What have we learned from the Human Genome Project?

What have we learned from the Human Genome Project?
These major accomplishments in genome sequencing provide a wealth of information that aid in the understanding of basic biological processes. With genome sequence in-hand scientists are now more effectively able to study gene function and explore new areas of research such as how human variation contributes to different diseases worldwide. Scientists today are discovering that the more we learn about the human genome, the more that there is to explore. For instance, as a first step in understanding the genomic code we have learnt that the human genome is made of 3.2 billion nucleotide bases (of which there are four types: A, C, T, G). It is thought that over 30,000 genes are encoded by this sequence. Yet we have also discovered that over 50% of the human genome is repetitive sequence that does not code for any proteins and the function of this large portion of “junk” DNA is still puzzling scientists. Along similar lines, the HGP has shown us that the average length of an expressed gene is 3000 bases long. Genome sequence information has helped scientists more easily identify candidate disease genes, however, we also realize that over 50% of the genes discovered in the human genome are still classified as having unknown function. Human genome sequence information reveals that genome sequences from person to person are almost (99.9%) identical. Interestingly, comparative genomics shows 95% sequence similarity between the human and chimpanzee genomes. Scientists are just beginning to understand how this small amount of variation contributes to differences in disease incidences in different populations. The discovery of about 3 million locations that have single base differences in the human genome (called single nucleotide polymorphisms or SNPs) offers insights into how genomic information could be used to discover information related to the incidence of common human traits, including susceptibility to certain diseases and illnesses.
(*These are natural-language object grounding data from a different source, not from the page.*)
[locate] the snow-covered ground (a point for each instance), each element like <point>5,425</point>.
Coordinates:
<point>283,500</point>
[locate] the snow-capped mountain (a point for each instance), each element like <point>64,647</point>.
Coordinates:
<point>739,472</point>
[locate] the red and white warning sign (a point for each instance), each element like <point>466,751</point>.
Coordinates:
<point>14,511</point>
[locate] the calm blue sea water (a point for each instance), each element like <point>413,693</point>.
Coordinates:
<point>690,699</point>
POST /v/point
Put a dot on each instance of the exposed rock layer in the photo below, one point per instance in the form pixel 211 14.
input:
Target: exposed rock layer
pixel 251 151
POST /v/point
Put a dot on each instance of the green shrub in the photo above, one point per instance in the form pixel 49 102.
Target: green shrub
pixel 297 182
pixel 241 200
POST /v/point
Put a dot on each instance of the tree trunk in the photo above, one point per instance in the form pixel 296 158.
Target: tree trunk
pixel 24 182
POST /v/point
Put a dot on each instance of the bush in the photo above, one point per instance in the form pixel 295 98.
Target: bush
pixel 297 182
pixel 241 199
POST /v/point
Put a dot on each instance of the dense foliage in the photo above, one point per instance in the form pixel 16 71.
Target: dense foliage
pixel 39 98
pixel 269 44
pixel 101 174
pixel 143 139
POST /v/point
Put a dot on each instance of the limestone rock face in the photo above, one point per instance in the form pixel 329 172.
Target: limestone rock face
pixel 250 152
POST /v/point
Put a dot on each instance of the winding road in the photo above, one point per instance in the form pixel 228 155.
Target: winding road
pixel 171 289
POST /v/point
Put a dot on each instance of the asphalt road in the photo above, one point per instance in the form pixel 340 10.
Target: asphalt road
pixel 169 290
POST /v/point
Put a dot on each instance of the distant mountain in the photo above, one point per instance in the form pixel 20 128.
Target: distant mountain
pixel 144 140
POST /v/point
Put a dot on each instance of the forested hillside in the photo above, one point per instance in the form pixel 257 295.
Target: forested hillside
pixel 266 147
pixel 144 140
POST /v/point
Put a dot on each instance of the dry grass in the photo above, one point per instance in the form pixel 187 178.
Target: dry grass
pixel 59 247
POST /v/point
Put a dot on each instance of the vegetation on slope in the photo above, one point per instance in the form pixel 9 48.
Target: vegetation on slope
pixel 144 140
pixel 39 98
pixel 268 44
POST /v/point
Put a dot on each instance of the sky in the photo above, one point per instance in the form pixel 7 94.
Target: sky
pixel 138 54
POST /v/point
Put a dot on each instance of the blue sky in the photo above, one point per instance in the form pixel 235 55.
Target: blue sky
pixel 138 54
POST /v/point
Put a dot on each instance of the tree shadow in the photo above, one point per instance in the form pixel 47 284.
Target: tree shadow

The HGP has also shown us that the powerful methods of genome sequencing technology raise important ethical and policy issues for individuals and society. Access to genome sequence information, privacy related issues and the appropriate use of this sort of information are all important issues for researchers, governments, and policy makers worldwide. The HGP has great potential to benefit society. An understanding of human variation could be directly translated to human health with the creation of better treatments and personalized medicine. In our complex world, it is also important that human genome information be protected. Scientists, policy makers, educators and ethicists have recognized the need to encourage dialogue with the public about human genome sequence information and potential implications. A number of excellent resources are available online which celebrate human genome based discoveries and provide information about the implications of genomics in today’s society [4].


Figure 2. The Diversity of Genomic Applications to Society. Genomics hold promise for advances in fields ranging from medicine and agriculture, all the way to energy production. This global impact is just beginning to be felt.